The Ortus line steers towards an avant-garde aesthetic with its new-wave floral prints and gender-fluid stoles and handkerchief wraps that are also surprisingly workwear-friendly. Holani shared some insight into how the line was conceived for the current luxury market space:
Tell us about the inspirations behind the Ortus line.
Ortus talks about 'emergence' in a post-pandemic world, inspired by the best experiences of an Italian summer. Whether it is rare Italian moths peeping out from under Bougainvillea flowers, or mosaics from a city buried in lava, our prints capture life and art breaking free.
What are the fabrics you're focusing on and how are you sourcing them?
We work with our local vendors in the south of India on heavyweight silk in twill weave - a quality that's used by international brands like Hermès. Our suppliers are fair-wage and non-polluting looms, with traditional expertise in silk weaving.
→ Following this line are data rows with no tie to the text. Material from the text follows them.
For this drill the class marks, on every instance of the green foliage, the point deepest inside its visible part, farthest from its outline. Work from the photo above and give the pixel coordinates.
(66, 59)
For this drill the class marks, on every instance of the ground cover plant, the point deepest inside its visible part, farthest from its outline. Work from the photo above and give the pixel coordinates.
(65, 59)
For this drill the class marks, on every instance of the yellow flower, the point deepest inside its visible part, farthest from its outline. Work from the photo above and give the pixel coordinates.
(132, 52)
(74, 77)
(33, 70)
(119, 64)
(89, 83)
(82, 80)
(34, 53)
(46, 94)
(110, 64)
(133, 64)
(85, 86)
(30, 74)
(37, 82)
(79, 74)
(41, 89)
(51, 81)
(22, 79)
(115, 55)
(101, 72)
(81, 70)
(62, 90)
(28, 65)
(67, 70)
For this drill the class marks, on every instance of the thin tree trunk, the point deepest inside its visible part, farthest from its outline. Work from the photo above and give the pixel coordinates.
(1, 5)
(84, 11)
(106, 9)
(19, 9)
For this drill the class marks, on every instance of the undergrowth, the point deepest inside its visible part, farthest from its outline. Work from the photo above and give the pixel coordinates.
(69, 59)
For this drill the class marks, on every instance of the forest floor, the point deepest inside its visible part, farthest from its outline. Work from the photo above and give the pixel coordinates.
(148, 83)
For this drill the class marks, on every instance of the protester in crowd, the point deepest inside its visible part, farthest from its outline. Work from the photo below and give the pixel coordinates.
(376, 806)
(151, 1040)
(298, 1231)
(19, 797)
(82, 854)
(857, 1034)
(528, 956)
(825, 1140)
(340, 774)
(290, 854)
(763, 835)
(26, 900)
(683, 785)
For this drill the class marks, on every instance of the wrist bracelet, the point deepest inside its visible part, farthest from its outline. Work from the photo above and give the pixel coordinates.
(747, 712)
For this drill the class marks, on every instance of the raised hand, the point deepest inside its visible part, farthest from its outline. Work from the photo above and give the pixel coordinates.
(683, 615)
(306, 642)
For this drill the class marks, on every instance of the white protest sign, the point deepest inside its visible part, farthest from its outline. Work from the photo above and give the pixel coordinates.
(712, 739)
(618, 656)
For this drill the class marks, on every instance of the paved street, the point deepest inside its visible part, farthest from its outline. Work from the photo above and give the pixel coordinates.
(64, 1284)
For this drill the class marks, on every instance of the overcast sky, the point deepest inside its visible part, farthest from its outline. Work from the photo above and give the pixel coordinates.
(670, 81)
Have you experienced a shift in buying patterns or a surge in sales amid the slowdown/ pandemic?
People are traveling and commuting less during the pandemic, which means they dress for their own enjoyment and comfort now. Customers are moving towards pieces that 'spark joy' in them, as a treat in the current environment.
What are the biggest scarf trends at the moment?
Scarf tops and scrunchies were huge this summer, and for autumn/winter we expect headscarves to take their moment in the spotlight. Dior and Versace both showed scarves as head and hair accessories in their A/W21 collections - a continuation of the trend from last year.